Es erscheint nicht abwegig, die Bereitschaft vieler Franzosen, für ihre Rechte (und auch für ihre Privilegien) auf die Straße zu gehen und die große Akzeptanz dafür in der Bevölkerung vor dem Hintergrund der langen Tradition zu sehen, die von der Französischen Revolution über die Studentenrevolten im Mai 1968 bis hin zu eben jenem Jahr 1995 reicht.
Umso mehr ist es ein Beleg für Emmanuel Macrons Mut und Ambition, dass er einen überfälligen Umbau des aktuellen Rentensystems mit seinen diversen Sonderregeln für 42 Berufsgruppen von den Zugfahrern über die Mitarbeiter des Stromversorgers EDF bis zu den Tänzern der Pariser Staatsoper angeht. Nach der geplanten Vereinheitlichung wird es einige Verlierer geben, die weiterhin massiv Widerstand leisten, während die Gewinner – darunter befinden sich unter anderem die Geringverdiener und Frauen, die aufgrund der Geburten ihrer Kinder zeitweise die Arbeit ausgesetzt haben – verunsichert sind.

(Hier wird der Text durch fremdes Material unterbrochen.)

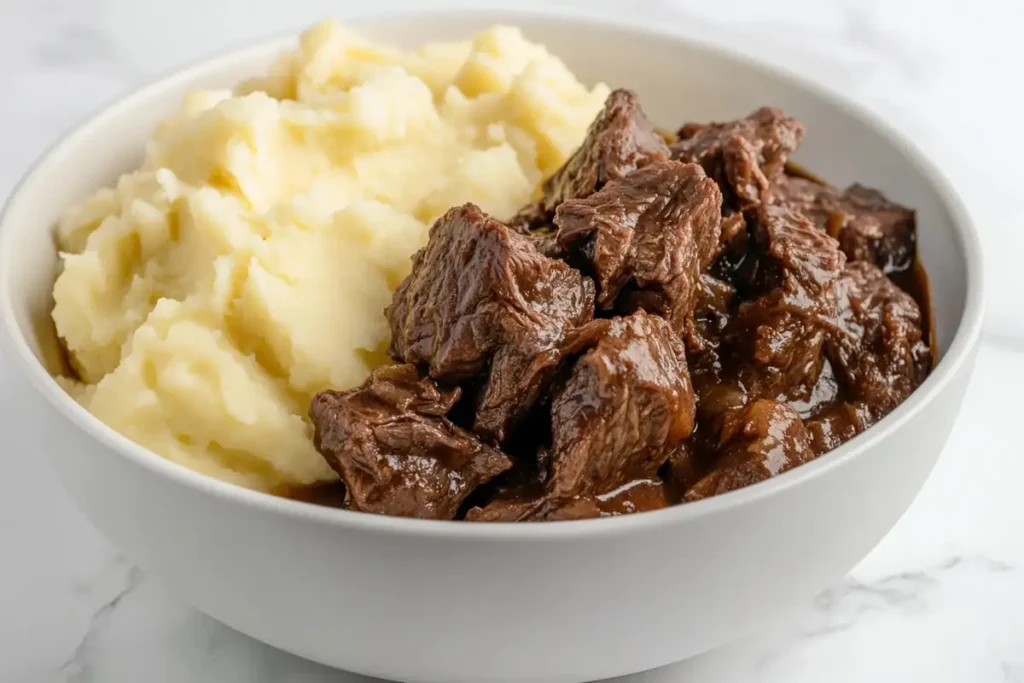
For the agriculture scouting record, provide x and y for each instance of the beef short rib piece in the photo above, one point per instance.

Macron kann sich keinen Rückzug erlauben
Insgesamt erscheint ein einheitliches System, bei dem jeder eingezahlte Euro auch dieselben Rentenansprüche nach sich zieht, schlichtweg gerechter. Doch durch sein kompromissloses Vorgehen hat der Präsident eine maximale Front an Gegnern aufgebaut, die sich gegen jede Veränderung sperren. Denn obwohl die Regierung versichert, sie stehe Gesprächen mit den Sozialpartnern offen gegenüber, vermittelte sie bislang eben gerade nicht den Eindruck, dass es noch viel zu verhandeln gebe.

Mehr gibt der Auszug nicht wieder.